私は1991年4月に建築学科に助教授として着任しました。それまで清水建設に10年間勤務し、構造物と地盤との動的相互作用に関する研究をしつつ、原子力発電施設や大型宇宙構造物、免震構造などの開発・設計や、微振動、知識工学などの研究に携わっていました。当時の大学は、研究環境は劣悪でしたが、時間はゆったり流れていました。ですが、着任早々、大学院重点化や、高速道路と地下鉄建設への振動対策が始まり、また、上司から拡建築を目指せと言われ、新たな研究課題を模索することになりました。

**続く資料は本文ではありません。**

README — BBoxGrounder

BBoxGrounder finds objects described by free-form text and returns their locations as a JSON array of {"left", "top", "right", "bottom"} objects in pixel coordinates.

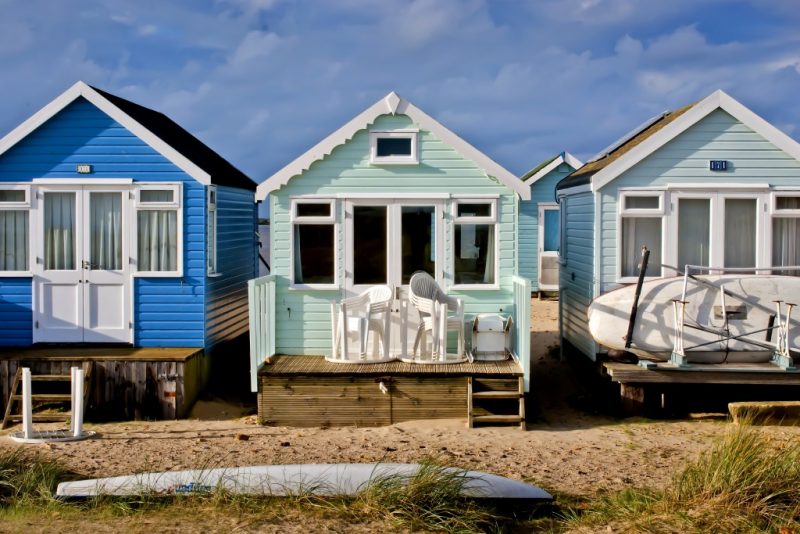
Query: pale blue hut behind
[
  {"left": 519, "top": 152, "right": 582, "bottom": 294},
  {"left": 556, "top": 90, "right": 800, "bottom": 361}
]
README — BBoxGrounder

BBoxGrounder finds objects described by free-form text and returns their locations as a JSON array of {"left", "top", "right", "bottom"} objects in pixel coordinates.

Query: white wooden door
[
  {"left": 33, "top": 186, "right": 131, "bottom": 343},
  {"left": 538, "top": 203, "right": 560, "bottom": 291},
  {"left": 344, "top": 200, "right": 443, "bottom": 357}
]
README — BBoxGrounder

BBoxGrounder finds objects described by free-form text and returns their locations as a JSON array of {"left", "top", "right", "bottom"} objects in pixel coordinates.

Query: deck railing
[
  {"left": 248, "top": 275, "right": 276, "bottom": 392},
  {"left": 512, "top": 275, "right": 532, "bottom": 392}
]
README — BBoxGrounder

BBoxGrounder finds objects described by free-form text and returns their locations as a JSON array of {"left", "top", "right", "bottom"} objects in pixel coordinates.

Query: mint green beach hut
[{"left": 248, "top": 92, "right": 533, "bottom": 427}]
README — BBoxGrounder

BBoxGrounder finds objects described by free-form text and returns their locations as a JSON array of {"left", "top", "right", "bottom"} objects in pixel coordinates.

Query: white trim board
[
  {"left": 256, "top": 92, "right": 529, "bottom": 201},
  {"left": 523, "top": 152, "right": 583, "bottom": 186},
  {"left": 0, "top": 81, "right": 211, "bottom": 186},
  {"left": 591, "top": 90, "right": 800, "bottom": 192}
]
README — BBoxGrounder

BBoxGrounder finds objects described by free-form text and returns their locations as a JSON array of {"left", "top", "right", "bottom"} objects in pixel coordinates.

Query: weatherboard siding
[
  {"left": 270, "top": 114, "right": 518, "bottom": 355},
  {"left": 205, "top": 185, "right": 257, "bottom": 347},
  {"left": 559, "top": 191, "right": 596, "bottom": 359},
  {"left": 0, "top": 98, "right": 206, "bottom": 347},
  {"left": 597, "top": 108, "right": 800, "bottom": 293},
  {"left": 519, "top": 163, "right": 572, "bottom": 288}
]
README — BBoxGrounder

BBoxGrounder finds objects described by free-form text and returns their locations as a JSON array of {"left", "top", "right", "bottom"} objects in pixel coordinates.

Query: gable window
[
  {"left": 369, "top": 130, "right": 419, "bottom": 165},
  {"left": 772, "top": 194, "right": 800, "bottom": 275},
  {"left": 452, "top": 199, "right": 496, "bottom": 287},
  {"left": 619, "top": 192, "right": 664, "bottom": 278},
  {"left": 207, "top": 186, "right": 218, "bottom": 275},
  {"left": 0, "top": 185, "right": 30, "bottom": 274},
  {"left": 135, "top": 183, "right": 181, "bottom": 276},
  {"left": 291, "top": 199, "right": 336, "bottom": 287}
]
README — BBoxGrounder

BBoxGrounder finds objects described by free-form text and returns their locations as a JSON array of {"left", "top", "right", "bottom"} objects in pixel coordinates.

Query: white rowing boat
[
  {"left": 55, "top": 463, "right": 553, "bottom": 500},
  {"left": 588, "top": 275, "right": 800, "bottom": 364}
]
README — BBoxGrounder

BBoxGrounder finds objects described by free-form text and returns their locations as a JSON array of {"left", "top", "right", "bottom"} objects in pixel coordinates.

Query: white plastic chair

状況が一変したのは、1995年兵庫県南部地震です。地震対策の最前線に立たされてしまい、慌てて、地震被害予測や強震動、地下構造の勉強をし、地震防災研究に舵を切りました。1997年に先端技術共同研究センターの教授になり、自治体や産業界と共同で耐震化推進に取り組みました。
そんな中、南海トラフ地震の問題の大きさを感じ、環境学研究科設立と共に、文理工が連携した安全・安心プロジェクト創出を担うことになりました。ほぼ同時期に、東海地震の震源域の見直しがあり、名古屋も地震防災対策強化地域に指定されたため、地震防災ホームドクター宣言をし、その後、中京圏地震防災ホームドクター計画と名付けた活動を10年間続けました。その間、災害対策室を設立したり、キャンパス内の建物の耐震改修や耐震設計などに携わりました。
2010年には、南海トラフ地震対策を本格化させる必要を感じ、減災連携研究センターを設立し、2012年にセンターに異動しました。その後、減災館建設や、あいち・なごや強靭化共創センターの設立などを通し、地震防災研究を進めています。最近は、産官学民連携を推進しつつ、南海トラフ地震臨時情報への対応や本年10月に笹島で開催予定の防災推進国民大会の準備に追われています。
必ずくると言われている震災を、「災い転じて福となす」よう、地震防災研究者の一人として社会の皆さんと共に備えを進めていきたいと思っています。減災館来館者も7万人を超えました。是非、一度お立ち寄りください。